L’œuvre manuscrite de Boris Vian est complète : romans, poésies, pièces de théâtre ou encore essais. Mais l’artiste ne s’arrête pas là et se plonge aussi dans la musique. Si ses romans ont plus de succès que ses autres œuvres, le triomphe n’est pas immédiat : L’Ecume des jours, par exemple, ne commencera à susciter l’intérêt du public que dans les années soixante et soixante-dix, soit plusieurs années après la mort de l’écrivain.


Boris Vian et la musique

Boris Vian a un lien très particulier avec la musique, et surtout avec le jazz. Il milite beaucoup pour ce genre musical : participation à l’association Hot Club de France qui promeut le jazz, rédactions d’articles à ce sujet, émissions radiophoniques comme Jazz in Paris… Cet aspect-là de sa personnalité se retrouve également dans ses livres.
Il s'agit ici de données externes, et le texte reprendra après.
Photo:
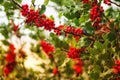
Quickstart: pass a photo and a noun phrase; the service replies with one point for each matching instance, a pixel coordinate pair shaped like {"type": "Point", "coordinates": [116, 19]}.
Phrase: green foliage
{"type": "Point", "coordinates": [98, 58]}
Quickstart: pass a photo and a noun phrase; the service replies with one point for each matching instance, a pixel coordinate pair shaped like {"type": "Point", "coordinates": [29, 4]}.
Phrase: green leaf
{"type": "Point", "coordinates": [46, 2]}
{"type": "Point", "coordinates": [43, 8]}
{"type": "Point", "coordinates": [98, 45]}
{"type": "Point", "coordinates": [94, 75]}
{"type": "Point", "coordinates": [5, 42]}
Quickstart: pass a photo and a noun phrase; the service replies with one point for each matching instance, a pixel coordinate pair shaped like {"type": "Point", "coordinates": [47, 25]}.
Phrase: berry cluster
{"type": "Point", "coordinates": [74, 52]}
{"type": "Point", "coordinates": [33, 17]}
{"type": "Point", "coordinates": [108, 2]}
{"type": "Point", "coordinates": [78, 66]}
{"type": "Point", "coordinates": [15, 28]}
{"type": "Point", "coordinates": [47, 48]}
{"type": "Point", "coordinates": [117, 67]}
{"type": "Point", "coordinates": [59, 29]}
{"type": "Point", "coordinates": [95, 15]}
{"type": "Point", "coordinates": [10, 59]}
{"type": "Point", "coordinates": [55, 71]}
{"type": "Point", "coordinates": [68, 29]}
{"type": "Point", "coordinates": [85, 1]}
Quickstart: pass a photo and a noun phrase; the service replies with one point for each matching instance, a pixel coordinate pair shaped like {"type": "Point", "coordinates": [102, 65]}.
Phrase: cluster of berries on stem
{"type": "Point", "coordinates": [11, 61]}
{"type": "Point", "coordinates": [117, 67]}
{"type": "Point", "coordinates": [33, 17]}
{"type": "Point", "coordinates": [108, 2]}
{"type": "Point", "coordinates": [95, 14]}
{"type": "Point", "coordinates": [47, 48]}
{"type": "Point", "coordinates": [74, 53]}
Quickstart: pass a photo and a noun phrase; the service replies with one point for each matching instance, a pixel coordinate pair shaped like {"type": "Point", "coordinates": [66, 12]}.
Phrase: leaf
{"type": "Point", "coordinates": [43, 8]}
{"type": "Point", "coordinates": [94, 75]}
{"type": "Point", "coordinates": [5, 42]}
{"type": "Point", "coordinates": [98, 45]}
{"type": "Point", "coordinates": [46, 2]}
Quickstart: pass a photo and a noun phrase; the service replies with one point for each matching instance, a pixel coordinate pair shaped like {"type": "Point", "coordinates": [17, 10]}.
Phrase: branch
{"type": "Point", "coordinates": [16, 3]}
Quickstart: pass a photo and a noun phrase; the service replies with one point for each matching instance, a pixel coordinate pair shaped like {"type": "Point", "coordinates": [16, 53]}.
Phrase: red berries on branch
{"type": "Point", "coordinates": [85, 1]}
{"type": "Point", "coordinates": [15, 28]}
{"type": "Point", "coordinates": [10, 59]}
{"type": "Point", "coordinates": [108, 2]}
{"type": "Point", "coordinates": [95, 15]}
{"type": "Point", "coordinates": [78, 67]}
{"type": "Point", "coordinates": [74, 52]}
{"type": "Point", "coordinates": [33, 17]}
{"type": "Point", "coordinates": [117, 67]}
{"type": "Point", "coordinates": [55, 71]}
{"type": "Point", "coordinates": [47, 48]}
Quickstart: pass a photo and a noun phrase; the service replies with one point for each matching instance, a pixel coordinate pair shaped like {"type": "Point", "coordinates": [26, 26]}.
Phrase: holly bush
{"type": "Point", "coordinates": [83, 46]}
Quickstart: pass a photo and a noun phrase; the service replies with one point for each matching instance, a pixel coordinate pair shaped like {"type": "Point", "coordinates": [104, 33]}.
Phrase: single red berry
{"type": "Point", "coordinates": [15, 28]}
{"type": "Point", "coordinates": [55, 71]}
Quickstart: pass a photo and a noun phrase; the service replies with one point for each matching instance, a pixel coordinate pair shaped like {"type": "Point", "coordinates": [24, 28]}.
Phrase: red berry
{"type": "Point", "coordinates": [47, 48]}
{"type": "Point", "coordinates": [55, 71]}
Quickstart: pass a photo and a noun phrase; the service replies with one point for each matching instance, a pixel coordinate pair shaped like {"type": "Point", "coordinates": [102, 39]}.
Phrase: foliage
{"type": "Point", "coordinates": [85, 47]}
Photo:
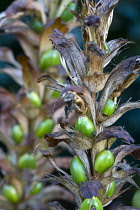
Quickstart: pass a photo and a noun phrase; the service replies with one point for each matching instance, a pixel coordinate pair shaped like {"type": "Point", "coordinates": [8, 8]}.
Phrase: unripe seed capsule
{"type": "Point", "coordinates": [111, 189]}
{"type": "Point", "coordinates": [77, 170]}
{"type": "Point", "coordinates": [94, 202]}
{"type": "Point", "coordinates": [49, 58]}
{"type": "Point", "coordinates": [17, 133]}
{"type": "Point", "coordinates": [10, 193]}
{"type": "Point", "coordinates": [103, 161]}
{"type": "Point", "coordinates": [85, 126]}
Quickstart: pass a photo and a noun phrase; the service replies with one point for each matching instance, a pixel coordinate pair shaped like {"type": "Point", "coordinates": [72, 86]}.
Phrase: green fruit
{"type": "Point", "coordinates": [17, 133]}
{"type": "Point", "coordinates": [136, 199]}
{"type": "Point", "coordinates": [49, 58]}
{"type": "Point", "coordinates": [27, 161]}
{"type": "Point", "coordinates": [36, 25]}
{"type": "Point", "coordinates": [94, 202]}
{"type": "Point", "coordinates": [77, 170]}
{"type": "Point", "coordinates": [37, 188]}
{"type": "Point", "coordinates": [111, 189]}
{"type": "Point", "coordinates": [85, 126]}
{"type": "Point", "coordinates": [55, 94]}
{"type": "Point", "coordinates": [107, 50]}
{"type": "Point", "coordinates": [34, 98]}
{"type": "Point", "coordinates": [67, 15]}
{"type": "Point", "coordinates": [109, 107]}
{"type": "Point", "coordinates": [45, 127]}
{"type": "Point", "coordinates": [10, 193]}
{"type": "Point", "coordinates": [103, 161]}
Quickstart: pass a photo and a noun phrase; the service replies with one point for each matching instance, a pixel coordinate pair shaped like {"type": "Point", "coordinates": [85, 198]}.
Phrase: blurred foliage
{"type": "Point", "coordinates": [125, 24]}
On y retrouve en effet de nombreuses références à des figures américaines du jazz comme Duke Ellington, qu’il suivra d’ailleurs à son arrivée à Paris et dont il fera la promotion. Le jazz prend une place particulièrement importante dans la vie de Boris Vian lorsque ses romans se vendent très mal, entre L’Automne à Pékin qui est un échec commercial et ses parodies de romans américains qui n’intéressent pas non plus. Comme le disait Henri Salvador de Boris Vian, l’écrivain « était un amoureux du jazz, ne vivait que pour le jazz, n'entendait, ne s'exprimait qu'en jazz ».
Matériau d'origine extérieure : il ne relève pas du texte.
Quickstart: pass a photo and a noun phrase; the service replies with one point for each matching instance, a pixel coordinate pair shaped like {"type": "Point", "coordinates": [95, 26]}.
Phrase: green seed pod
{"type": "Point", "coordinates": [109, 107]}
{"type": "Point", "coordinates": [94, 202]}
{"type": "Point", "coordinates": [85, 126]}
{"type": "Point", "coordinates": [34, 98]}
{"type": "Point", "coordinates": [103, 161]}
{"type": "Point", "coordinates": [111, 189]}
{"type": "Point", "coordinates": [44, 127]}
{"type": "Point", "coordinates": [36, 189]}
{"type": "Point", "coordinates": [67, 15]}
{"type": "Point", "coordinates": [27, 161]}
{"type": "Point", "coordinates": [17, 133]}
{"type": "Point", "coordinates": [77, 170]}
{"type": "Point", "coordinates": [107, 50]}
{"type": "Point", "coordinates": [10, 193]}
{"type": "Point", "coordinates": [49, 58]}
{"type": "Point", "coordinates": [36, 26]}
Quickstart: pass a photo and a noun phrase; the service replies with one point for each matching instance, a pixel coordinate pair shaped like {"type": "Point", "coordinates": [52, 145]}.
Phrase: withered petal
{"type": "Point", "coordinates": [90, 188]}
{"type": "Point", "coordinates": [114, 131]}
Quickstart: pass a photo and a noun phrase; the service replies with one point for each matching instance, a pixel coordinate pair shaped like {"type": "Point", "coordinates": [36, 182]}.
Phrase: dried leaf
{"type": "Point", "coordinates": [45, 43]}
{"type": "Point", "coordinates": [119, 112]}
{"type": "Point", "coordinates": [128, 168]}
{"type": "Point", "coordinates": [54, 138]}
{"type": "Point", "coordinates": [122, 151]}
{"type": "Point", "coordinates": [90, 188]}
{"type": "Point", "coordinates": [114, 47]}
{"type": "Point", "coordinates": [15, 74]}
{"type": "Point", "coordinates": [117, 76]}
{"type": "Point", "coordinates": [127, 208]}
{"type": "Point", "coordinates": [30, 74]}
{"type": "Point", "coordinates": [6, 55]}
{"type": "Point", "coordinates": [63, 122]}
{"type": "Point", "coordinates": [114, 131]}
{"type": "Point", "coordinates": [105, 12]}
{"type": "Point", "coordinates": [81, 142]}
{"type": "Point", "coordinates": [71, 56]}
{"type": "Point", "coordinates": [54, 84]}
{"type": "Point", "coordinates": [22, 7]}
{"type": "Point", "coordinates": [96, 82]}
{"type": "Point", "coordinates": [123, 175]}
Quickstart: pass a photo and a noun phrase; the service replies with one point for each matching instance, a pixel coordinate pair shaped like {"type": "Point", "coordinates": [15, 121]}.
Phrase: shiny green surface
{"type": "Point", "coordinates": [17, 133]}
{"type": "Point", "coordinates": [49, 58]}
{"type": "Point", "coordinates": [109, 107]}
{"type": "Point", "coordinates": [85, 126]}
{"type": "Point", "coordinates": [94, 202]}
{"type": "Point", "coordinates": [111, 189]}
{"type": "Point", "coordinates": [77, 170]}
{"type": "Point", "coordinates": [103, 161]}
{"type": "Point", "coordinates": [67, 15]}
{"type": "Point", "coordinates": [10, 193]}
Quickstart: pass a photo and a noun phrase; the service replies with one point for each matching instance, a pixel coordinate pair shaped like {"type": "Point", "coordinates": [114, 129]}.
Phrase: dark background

L’attrait de Boris Vian pour la musique ne se limite pas à l’écoute de ce genre musical : il est aussi parolier et chanteur. Ses chansons sont fidèles à ses écrits : comiques et décalées, comme en témoignent Fais-moi mal Johnny, J’suis snob ou encore On n’est pas là pour se faire engueuler, mais elles sont parfois également engagées comme avec Le Déserteur ou La Java des bombes atomiques. Il se consacre totalement à la musique dès 1954 en devenant parolier avant d’être interprète de ses propres chansons, faute d’en trouver un. Il n’y a cependant rien d’étonnant au fait que Boris Vian ait un lien particulier avec la musique : sa mère était une musicienne jouant de la harpe et du piano. Son prénom Boris vient d’ailleurs d’un opéra russe appelé « Boris Godounov ».


Voilà comment en seulement trente-neuf ans d’existence Boris Vian a su marquer la culture française : avec un style unique, qui se retrouve aussi bien dans ses romans que dans ses chansons, qui prêtent à toutes les émotions. Boris Vian est un artiste complet à lire absolument et sans retenue, ainsi qu’à écouter. Ne vous limitez pas à ce que vous avez appris de lui en classe ; foncez dévorer L’Automne à Pékin et L’Herbe Rouge si vous avez déjà lu ses classiques comme L’Ecume des Jours ! De nombreux théâtres revisitent également les romans de Boris Vian, c’est aussi une très jolie façon de (re)découvrir son œuvre et de se divertir.